Side Impacts and Booster Seats: A Scary New Combination?


Child Passenger Safety Technicians teach parents “best practice” when it comes to keeping their kids safe. If there’s going to be a crash, we want the best possible outcome. It’s long been an issue for CPSTs that some belt-positioning booster seats have minimum weight limits of 30 lbs. because it encourages parents to put smaller, often younger children in them. ProPublica released an article today on side-impact testing at Evenflo that shows why we need a national side-impact testing standard and why best practice is so important for safety.

Child restraint manufacturers perform their own safety testing, both for regulatory purposes and for research purposes. Back in the early 2000s, the National Highway Traffic Safety Administration (NHTSA) was required to design a side impact test. That never came to fruition, so manufacturers who do side-impact testing created their own “standard” based off this design (see our article here). Side-impact crash testing, like any crash testing, is scary to watch. It’s the nature of the beast, so to speak, that a body will wrap around the seat belt during a crash, so seeing footage like what ProPublica provided is terrifying but not out of the ordinary.

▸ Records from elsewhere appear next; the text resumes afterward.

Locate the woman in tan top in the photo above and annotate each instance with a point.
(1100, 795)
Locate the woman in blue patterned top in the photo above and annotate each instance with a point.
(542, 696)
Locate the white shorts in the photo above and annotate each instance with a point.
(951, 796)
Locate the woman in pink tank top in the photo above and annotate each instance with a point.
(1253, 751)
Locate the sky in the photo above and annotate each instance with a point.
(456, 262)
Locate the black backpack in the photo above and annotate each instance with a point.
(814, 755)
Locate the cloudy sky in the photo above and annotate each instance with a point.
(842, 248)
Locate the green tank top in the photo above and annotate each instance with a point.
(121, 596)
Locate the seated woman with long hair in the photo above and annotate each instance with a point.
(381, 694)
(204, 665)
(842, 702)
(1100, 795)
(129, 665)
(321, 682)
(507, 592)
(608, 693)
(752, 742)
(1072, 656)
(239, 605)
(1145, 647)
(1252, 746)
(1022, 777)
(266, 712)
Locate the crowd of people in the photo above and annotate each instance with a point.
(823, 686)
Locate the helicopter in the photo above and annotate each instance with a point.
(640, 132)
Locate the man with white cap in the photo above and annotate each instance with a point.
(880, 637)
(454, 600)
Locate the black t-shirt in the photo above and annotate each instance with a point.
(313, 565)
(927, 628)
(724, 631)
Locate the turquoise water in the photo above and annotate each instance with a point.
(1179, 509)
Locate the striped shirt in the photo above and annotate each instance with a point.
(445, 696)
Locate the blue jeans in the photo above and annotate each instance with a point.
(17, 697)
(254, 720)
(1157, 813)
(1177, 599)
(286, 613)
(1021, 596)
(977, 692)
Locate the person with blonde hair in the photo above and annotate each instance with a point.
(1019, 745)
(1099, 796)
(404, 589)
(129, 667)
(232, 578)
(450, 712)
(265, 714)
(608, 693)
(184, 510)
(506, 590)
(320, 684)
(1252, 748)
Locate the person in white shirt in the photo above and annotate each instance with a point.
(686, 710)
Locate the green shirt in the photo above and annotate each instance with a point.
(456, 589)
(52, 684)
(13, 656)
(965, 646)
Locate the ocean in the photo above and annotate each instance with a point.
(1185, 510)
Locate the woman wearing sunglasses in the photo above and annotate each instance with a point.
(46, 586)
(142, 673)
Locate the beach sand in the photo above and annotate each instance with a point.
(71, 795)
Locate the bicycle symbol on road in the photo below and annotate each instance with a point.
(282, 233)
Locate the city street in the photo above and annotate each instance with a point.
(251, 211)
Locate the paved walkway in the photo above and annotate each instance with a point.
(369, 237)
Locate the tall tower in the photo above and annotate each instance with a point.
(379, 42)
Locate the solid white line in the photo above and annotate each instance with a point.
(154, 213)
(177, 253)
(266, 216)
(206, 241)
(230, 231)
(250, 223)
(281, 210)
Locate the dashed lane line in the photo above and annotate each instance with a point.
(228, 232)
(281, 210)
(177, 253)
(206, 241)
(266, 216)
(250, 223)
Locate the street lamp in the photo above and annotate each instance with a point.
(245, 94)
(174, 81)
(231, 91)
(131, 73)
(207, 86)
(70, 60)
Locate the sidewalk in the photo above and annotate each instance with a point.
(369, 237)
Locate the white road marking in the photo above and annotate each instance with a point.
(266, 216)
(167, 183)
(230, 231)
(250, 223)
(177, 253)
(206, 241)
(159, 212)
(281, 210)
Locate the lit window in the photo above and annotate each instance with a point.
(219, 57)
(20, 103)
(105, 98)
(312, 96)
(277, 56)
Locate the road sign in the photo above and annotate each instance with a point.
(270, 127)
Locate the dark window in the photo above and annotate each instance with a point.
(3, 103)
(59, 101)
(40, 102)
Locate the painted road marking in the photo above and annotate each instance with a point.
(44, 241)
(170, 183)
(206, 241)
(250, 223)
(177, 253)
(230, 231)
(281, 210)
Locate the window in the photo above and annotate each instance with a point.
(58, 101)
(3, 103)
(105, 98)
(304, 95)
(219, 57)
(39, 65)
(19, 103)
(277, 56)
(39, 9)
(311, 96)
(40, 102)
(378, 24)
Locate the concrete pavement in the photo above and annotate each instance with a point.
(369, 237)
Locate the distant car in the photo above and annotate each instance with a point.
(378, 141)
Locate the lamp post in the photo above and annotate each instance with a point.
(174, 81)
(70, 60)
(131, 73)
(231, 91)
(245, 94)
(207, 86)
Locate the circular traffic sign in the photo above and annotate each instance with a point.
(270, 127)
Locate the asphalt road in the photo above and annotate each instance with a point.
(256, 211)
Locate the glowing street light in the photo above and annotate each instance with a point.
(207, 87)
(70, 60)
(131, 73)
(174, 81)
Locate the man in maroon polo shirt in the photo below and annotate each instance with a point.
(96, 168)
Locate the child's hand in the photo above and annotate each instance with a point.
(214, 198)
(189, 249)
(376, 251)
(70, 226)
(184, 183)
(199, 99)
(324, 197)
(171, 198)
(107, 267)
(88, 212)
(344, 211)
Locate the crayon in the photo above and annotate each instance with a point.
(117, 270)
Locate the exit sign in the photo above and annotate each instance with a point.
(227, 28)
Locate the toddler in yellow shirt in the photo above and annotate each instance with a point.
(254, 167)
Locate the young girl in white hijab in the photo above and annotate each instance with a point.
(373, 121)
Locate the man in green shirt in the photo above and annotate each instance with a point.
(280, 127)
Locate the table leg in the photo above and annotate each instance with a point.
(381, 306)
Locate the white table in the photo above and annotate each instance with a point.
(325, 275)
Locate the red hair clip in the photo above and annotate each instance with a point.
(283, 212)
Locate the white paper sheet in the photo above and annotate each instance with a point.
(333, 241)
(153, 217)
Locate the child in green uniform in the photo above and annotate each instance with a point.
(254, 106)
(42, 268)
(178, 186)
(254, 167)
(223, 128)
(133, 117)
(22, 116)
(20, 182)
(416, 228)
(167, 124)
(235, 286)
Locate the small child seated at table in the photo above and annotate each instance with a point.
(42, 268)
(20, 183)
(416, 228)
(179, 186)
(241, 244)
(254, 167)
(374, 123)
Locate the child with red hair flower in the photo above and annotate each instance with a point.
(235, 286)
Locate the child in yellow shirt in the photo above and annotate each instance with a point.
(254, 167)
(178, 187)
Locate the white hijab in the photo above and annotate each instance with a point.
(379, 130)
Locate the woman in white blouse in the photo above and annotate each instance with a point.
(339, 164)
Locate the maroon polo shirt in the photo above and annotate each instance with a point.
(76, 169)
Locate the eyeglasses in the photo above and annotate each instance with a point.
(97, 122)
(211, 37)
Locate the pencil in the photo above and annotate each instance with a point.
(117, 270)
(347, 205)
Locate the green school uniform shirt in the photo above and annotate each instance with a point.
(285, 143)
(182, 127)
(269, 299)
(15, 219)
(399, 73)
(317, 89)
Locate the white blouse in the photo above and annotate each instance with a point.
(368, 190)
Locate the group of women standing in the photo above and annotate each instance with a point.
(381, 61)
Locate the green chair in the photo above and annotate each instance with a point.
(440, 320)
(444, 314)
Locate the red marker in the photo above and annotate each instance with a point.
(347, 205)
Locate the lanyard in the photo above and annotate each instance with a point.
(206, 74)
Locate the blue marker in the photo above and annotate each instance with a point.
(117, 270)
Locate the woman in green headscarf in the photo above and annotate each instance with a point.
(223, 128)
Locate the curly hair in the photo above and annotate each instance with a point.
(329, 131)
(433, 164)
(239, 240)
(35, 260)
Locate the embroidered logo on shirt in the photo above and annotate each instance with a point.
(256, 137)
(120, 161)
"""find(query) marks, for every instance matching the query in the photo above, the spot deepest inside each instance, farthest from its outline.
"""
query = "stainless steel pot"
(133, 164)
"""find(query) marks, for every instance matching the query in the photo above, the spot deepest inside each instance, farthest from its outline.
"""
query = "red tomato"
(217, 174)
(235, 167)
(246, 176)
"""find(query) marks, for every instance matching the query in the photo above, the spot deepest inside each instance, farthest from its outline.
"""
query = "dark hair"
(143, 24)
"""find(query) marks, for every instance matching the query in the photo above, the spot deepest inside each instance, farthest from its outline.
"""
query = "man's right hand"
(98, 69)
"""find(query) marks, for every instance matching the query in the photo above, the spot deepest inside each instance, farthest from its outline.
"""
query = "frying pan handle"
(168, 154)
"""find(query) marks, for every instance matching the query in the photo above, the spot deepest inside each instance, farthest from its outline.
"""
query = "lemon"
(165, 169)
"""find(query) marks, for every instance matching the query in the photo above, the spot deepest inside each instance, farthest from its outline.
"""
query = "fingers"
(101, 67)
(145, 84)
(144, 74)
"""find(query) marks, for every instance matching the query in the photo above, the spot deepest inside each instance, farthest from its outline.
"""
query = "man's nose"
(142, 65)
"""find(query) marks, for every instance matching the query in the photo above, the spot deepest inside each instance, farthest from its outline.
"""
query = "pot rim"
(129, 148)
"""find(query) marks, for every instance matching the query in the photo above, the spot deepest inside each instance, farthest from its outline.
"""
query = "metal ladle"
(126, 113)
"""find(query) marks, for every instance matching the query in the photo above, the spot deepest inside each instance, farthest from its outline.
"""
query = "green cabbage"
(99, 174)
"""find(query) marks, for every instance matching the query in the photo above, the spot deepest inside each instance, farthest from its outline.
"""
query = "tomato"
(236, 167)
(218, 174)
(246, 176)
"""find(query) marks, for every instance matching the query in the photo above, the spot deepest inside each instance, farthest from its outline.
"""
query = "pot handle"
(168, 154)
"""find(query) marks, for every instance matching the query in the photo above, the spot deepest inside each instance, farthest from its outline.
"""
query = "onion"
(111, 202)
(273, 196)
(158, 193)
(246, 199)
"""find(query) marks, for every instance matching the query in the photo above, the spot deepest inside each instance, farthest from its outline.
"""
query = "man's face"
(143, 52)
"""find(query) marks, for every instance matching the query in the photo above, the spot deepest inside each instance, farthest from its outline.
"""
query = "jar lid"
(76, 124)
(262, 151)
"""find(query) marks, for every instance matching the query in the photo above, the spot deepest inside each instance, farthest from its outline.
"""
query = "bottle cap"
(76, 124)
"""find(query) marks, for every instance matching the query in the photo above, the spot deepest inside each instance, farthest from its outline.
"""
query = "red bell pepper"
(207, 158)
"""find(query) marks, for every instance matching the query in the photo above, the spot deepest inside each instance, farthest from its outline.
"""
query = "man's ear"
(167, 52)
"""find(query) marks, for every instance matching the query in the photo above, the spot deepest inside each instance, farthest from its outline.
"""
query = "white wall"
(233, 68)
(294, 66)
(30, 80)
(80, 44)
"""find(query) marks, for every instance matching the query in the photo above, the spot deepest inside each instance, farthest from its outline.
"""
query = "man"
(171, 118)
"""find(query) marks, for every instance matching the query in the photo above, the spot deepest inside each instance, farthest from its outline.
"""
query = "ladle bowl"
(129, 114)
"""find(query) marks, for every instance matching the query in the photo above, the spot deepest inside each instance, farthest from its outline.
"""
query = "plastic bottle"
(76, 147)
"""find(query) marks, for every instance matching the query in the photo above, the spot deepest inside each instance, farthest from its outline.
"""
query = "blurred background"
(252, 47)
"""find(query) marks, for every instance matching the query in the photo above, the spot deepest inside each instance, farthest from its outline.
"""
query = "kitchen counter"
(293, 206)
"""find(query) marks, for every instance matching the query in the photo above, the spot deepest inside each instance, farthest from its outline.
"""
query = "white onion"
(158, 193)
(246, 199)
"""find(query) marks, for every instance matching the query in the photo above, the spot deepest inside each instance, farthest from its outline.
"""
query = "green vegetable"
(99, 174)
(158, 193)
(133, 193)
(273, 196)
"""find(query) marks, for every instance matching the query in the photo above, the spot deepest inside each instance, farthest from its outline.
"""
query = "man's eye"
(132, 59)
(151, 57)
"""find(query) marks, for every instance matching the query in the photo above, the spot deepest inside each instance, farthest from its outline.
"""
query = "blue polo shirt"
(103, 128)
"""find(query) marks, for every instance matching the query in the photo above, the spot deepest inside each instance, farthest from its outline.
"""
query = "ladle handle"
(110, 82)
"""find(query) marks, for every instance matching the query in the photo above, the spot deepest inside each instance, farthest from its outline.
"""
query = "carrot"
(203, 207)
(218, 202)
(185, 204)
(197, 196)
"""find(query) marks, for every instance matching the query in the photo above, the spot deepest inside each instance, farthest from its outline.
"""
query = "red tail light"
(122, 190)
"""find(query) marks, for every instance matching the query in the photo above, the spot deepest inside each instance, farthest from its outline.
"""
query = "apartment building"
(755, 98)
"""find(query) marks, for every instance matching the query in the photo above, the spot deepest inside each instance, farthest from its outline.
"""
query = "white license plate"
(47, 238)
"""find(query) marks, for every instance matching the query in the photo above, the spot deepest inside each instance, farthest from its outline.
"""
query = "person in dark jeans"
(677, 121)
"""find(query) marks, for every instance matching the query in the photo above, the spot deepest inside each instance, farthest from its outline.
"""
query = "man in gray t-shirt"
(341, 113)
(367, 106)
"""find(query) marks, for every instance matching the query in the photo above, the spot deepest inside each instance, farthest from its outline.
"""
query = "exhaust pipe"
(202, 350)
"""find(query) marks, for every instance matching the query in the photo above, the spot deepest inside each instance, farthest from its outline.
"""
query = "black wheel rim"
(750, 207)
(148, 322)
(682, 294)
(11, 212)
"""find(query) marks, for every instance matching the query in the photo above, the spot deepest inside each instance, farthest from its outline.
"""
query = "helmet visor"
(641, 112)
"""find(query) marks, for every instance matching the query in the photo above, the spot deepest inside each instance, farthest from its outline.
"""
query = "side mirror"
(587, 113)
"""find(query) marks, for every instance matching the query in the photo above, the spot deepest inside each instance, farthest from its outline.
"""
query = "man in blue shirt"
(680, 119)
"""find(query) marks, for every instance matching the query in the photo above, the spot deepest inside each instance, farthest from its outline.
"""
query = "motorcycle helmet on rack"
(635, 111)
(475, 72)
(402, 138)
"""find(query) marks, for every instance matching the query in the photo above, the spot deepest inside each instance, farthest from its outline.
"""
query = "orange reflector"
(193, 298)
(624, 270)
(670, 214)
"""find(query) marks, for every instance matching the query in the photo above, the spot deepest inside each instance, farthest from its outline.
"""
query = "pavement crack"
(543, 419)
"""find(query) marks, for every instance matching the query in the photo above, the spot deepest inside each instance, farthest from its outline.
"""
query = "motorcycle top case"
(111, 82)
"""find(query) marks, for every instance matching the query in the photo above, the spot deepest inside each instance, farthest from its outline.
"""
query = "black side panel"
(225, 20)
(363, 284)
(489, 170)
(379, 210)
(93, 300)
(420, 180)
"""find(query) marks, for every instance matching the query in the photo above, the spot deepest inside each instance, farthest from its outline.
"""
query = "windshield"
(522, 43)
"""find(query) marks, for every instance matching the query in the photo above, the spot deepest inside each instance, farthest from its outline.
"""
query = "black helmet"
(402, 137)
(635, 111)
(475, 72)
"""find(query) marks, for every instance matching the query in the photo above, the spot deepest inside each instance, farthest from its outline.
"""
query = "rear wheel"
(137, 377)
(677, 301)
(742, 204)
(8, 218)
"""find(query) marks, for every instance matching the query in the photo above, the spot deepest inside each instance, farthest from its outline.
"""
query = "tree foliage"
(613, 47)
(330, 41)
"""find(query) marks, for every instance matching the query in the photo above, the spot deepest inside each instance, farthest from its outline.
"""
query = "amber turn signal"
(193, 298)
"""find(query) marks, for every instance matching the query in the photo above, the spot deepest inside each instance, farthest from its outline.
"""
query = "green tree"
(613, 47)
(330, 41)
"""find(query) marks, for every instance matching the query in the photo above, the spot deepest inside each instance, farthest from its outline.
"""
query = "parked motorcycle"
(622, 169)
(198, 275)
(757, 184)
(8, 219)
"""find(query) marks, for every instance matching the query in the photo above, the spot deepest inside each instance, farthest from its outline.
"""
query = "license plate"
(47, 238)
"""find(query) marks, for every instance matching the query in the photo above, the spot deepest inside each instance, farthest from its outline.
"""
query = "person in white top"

By having their own tests, manufacturers can use marketing terms such as “Side Impact Tested,” “ProtectPlus Engineered™,” “Air Protect®,” and so on. If you’re an educated consumer, you’ll know to look past what might be no more than a marketing ploy to find the seat that fits your child, child’s developmental level, and vehicle best.

Let’s say you’re in the market for a new restraint and you’re not sure if you need a harnessed seat or a booster seat. Your child is preschool-aged (3-5) and in that 30-40 lbs. range. That’s a really tough age and weight range! You want them to be a big kid and have some independence, but really, their bodies are still small, and their impulse control is often underdeveloped. Best practice says a harnessed seat is the best choice for them. NHTSA and the American Academy of Pediatrics both recommend that a child outgrow the weight and height limits of a harnessed carseat before moving to a booster seat. Since most harnessed restraints have weight limits over 50 lbs. now, it’s usually not an issue for many kids to remain harnessed until they reach an age where they’re mature enough to sit well in a booster seat.

Booster seats seem like an easy choice for many parents and caregivers because they’re often lighter than harnessed carseats, easy to move from vehicle to vehicle, give kids independence in buckling (eventually!), and are the last step in “babyhood.” However, that last step is a step down in safety if you make the move too soon for your child. Regardless of the brand of booster you select, make sure that your child:

  1. Has the maturity to sit still in the seat belt with correct fit for a whole trip
  2. Is over the minimum required weight—40 lbs. is a good minimum guideline if you’re still unsure
  3. Meets the minimum age requirement for the booster—at least age 4 for some, although we like kids to be older than that for maturity reasons.

If your child has outgrown their convertible carseat but still isn’t mature enough for a booster seat, a combination harness/booster seat is the answer. This type of child restraint typically has a harness with higher harness slots than convertible carseats, then converts to a booster seat later on. Our favorites include:

Britax Grow With You

Chicco MyFit and MyFit LE

Graco Nautilus SnugLock

Remember, no booster can protect a child in every type of side-impact crash, especially severe ones. This is even more likely if the child is leaning forward, has squirmed out of the belt or even if their head is tilted forward to look at a device at the time of the crash. Any of these issues can cause the child to lose the benefit of the side impact wings and other side-impact features on any brand or model of booster seat. That is why we recommend using a 5-point harness system over a booster until at least 40 pounds AND at least 4 years old, preferably longer. How much longer often depends on the maturity of the child.

Also keep in mind that although there are no guarantees when it comes to crash protection, the rate of child deaths in motor vehicle crashes has dropped significantly over the past several decades. This is due in part to advances in vehicle design and technology, and also due to continuing innovations in child restraint systems. Properly using child restraints according to best practice gives your child a huge advantage.